Camus and the Algerian War
Camus and the Algerian War
Michael Walzer’s penetrating article on Camus in the Fall 1984 Dissent (“Commitment & Social Criticism: Camus’s Algerian War”), is a very convincing defense of that much-maligned writer’s position during the French-Algerian war, when he refused to ally himself, unlike the majority of the French intelligentsia, unconditionally on the side of the FLN. This defense, it might be said, coincides with the rehabilitation of Camus’s political reputation in France in recent years, which had sunk, at the time of his death, to a very low point. Partly as a result of his position on the war, but mostly because of the fierce attack made on L’Homme Revoke by Francis Jeanson in Les Temps Modernes (Jeanson, by the way, was a leader of the active underground of French sympathizers aiding the Algerian rebels), Camus had lost all the considerable stature he had acquired in the immediate, post-Liberation years.
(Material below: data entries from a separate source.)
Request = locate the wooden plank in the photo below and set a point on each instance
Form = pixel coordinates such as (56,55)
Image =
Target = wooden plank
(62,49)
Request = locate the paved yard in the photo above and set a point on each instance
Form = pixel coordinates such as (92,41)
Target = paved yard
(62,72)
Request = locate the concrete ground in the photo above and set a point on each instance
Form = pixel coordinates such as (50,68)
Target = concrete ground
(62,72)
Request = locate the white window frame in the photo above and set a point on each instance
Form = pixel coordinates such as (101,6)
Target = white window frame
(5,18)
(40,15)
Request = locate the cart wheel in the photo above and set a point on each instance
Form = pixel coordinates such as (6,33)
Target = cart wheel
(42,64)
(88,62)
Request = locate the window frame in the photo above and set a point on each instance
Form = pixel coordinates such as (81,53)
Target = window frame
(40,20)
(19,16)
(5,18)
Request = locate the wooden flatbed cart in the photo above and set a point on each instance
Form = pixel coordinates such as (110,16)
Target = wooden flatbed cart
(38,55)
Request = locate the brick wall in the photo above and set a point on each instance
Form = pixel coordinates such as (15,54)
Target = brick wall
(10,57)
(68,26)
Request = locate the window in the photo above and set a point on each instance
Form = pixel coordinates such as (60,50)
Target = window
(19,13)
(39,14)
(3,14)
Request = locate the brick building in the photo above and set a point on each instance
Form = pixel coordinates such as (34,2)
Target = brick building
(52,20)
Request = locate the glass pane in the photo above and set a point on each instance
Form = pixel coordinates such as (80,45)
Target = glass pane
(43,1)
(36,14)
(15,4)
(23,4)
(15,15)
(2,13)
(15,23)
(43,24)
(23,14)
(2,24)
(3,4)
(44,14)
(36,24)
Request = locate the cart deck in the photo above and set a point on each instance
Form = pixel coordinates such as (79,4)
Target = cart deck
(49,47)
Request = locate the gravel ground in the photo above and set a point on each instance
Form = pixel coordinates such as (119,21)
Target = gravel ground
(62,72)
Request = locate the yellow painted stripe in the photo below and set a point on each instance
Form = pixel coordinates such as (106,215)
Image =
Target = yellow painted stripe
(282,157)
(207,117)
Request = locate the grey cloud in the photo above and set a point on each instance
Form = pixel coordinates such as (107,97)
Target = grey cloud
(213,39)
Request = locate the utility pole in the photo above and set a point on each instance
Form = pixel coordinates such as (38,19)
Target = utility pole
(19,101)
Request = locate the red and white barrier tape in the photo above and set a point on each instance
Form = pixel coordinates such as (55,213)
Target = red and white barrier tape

But the present French mood is marked by a sharp reaction to its formerly prevalent infatuation with Marxism; and the ensuing tenderness toward the French Communist party and the Soviet Union —whose interests were considered by Sartre and company, for all practical purposes, to be identical with those of the French working class—has all but vanished. As a result, the influence of Camus has taken a new lease on life.